The table wasn’t a spur-of-the-moment purchase, but the timing was. My wife and I had been eyeing it for more than six months, and we’ve always known our older dining room table was temporary. Originally intending to buy our “forever table” when we move into our “forever home”, we changed our minds on Saturday and bought the table — the last one in stock — and assembled it that afternoon. It’s a counter-height, 60"x60" solid wooden table with eight stool-height chairs. It has a self-contained, fold-in leaf that reduces the size to 60"x42" (for when we don’t have guests).
The older table, which we bought at now-defunct Lack’s Furniture in 2009, and which will soon be given away or sold at a very low price, came in handy as our “buffet”, as seen below.
While I cleaned house “all” morning — bathrooms, vacuuming, dusting, emptying trashes, setting up tables — my wife cooked.
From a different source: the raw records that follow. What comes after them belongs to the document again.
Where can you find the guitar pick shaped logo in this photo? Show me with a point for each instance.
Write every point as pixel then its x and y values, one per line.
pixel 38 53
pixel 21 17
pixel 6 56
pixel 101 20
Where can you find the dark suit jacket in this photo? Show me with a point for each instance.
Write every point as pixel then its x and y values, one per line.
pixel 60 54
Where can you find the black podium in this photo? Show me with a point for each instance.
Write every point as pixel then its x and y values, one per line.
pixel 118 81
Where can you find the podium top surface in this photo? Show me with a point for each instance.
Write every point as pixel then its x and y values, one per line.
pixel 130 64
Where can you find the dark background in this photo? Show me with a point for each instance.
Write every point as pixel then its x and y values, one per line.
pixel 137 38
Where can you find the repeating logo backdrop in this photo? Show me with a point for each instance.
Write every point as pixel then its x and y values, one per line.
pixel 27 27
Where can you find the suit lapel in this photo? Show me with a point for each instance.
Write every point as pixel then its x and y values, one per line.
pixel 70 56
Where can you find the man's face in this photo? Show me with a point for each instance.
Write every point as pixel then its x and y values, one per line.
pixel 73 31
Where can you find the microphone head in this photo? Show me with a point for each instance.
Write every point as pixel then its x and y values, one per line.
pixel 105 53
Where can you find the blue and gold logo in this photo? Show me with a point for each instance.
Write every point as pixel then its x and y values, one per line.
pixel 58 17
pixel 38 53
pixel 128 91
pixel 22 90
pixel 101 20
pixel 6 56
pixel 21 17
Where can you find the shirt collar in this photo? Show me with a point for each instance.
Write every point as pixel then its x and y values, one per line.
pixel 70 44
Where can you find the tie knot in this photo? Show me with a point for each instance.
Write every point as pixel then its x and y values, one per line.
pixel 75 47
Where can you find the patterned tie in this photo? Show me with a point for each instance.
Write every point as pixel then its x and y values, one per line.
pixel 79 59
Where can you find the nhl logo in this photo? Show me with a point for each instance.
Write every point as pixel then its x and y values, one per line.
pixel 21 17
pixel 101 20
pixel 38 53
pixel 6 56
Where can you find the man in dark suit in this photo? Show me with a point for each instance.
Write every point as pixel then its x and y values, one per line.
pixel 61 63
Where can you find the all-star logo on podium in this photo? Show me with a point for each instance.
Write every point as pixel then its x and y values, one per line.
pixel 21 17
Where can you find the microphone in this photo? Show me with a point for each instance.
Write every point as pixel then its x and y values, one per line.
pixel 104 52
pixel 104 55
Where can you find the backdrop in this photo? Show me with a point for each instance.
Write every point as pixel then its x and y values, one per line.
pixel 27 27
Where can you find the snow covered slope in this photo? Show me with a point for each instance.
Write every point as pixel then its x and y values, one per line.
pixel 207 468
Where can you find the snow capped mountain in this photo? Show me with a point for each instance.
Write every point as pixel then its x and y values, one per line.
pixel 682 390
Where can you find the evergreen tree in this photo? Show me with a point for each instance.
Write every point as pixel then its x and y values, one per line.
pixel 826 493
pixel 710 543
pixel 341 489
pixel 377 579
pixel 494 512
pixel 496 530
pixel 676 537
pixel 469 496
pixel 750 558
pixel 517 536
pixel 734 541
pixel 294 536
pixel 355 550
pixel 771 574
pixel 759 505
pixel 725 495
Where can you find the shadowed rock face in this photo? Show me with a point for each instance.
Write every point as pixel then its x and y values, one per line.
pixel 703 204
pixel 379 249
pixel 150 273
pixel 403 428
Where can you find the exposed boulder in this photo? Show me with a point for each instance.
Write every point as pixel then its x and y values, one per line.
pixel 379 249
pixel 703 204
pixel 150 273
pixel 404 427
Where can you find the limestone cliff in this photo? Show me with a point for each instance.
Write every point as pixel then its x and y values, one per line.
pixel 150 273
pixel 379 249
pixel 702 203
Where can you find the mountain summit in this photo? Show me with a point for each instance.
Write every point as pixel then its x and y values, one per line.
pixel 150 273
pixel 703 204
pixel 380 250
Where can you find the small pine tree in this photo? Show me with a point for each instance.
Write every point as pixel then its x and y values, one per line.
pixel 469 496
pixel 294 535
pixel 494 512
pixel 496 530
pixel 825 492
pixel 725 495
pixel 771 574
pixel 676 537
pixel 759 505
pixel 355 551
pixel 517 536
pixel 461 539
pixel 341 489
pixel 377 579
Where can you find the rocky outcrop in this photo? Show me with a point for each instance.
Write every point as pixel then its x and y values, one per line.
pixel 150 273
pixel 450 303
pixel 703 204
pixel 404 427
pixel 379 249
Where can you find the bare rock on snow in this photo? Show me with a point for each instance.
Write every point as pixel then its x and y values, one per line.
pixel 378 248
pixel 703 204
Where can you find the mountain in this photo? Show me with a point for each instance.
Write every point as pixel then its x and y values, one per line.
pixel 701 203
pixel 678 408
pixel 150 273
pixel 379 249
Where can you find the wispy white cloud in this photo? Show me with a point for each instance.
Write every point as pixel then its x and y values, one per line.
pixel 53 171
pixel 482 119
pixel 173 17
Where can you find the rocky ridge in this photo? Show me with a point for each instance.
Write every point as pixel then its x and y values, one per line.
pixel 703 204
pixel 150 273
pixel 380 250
She made her holiday specialty, the glorious ham, and her other regular Thanksgiving foods: roast chicken with potatoes, “ice-box butterhorn” rolls, rice and beans, French-cut green beans, stuffing, and glazed sweet potatoes. She also made pineapple upside-down cake. I don’t know how she does all this with only one oven in our kitchen.
Guests brought lasagna, a potatoes-and-carrots dish, pecan pie, and a healthy tray of celery, bell peppers, carrot sticks and cucumber slices.
We had the typical north-south argument over the pronunciation of “pecan”: we southerners call it “puhKAWN”, and the northeasterners say “PEE can”. I explained that every time I hear that, I think: “I don’t need a can to pee in; I own a toilet.” I always think this is funny, but usually no one else does. This time, I got a laugh out of at least two of our guests — the foreign-born ones.
The children were remarkably well-behaved and the adult conversations were happily without malice or argument. Our cozy home was just the right size for this gathering, and all of us ate just slightly more than we probably should have.
The weather was nice enough that we stepped outside for half an hour so the children could kick soccer balls around in our back yard — until they disturbed a hill of fire ants that I’d overlooked during the previous day’s slaughter of the tiny but valiant insects.
I didn’t pick up my camera more than twice, so I was glad my daughter was roaming around with hers (she uses my old Canon 350D (Rebel XT). The following five images were all made by my daughter Rebecca.
Note: Click any of the images to see a larger version.
Older Comments
Anderson Connors, 2018.12.01, 16:23:05:
It sounds like a wonderful gathering. I'm glad it went well.
"...the northeasterners say 'PEE can'..."
Yes, this grates on me every time I hear it in a movie. I'm not a hobo; I don't pee in a can. Fortunately, the word doesn't come up often in my day-to-day life.
"...the adult conversations were happily without malice or argument..."
Then it wasn't REALLY Thanksgiving, was it? (Joke.) Just for fun, next year you should invite a couple of racists *and* a couple of undocumented immigrants. (Also a joke. Perhaps in poor taste. Sorry. I'm excited to see your blog again.)
Wil C. Fry, in response to Anderson Connors, 2018.12.01, 18:00:08
"Then it wasn’t REALLY Thanksgiving, was it? (Joke.)"
Ha. I dislike strongly the TV/movie trope that holidays with family always have to be fraught with stress, but this year, I simply couldn't imagine being peaceful while in the same room as most of my relatives.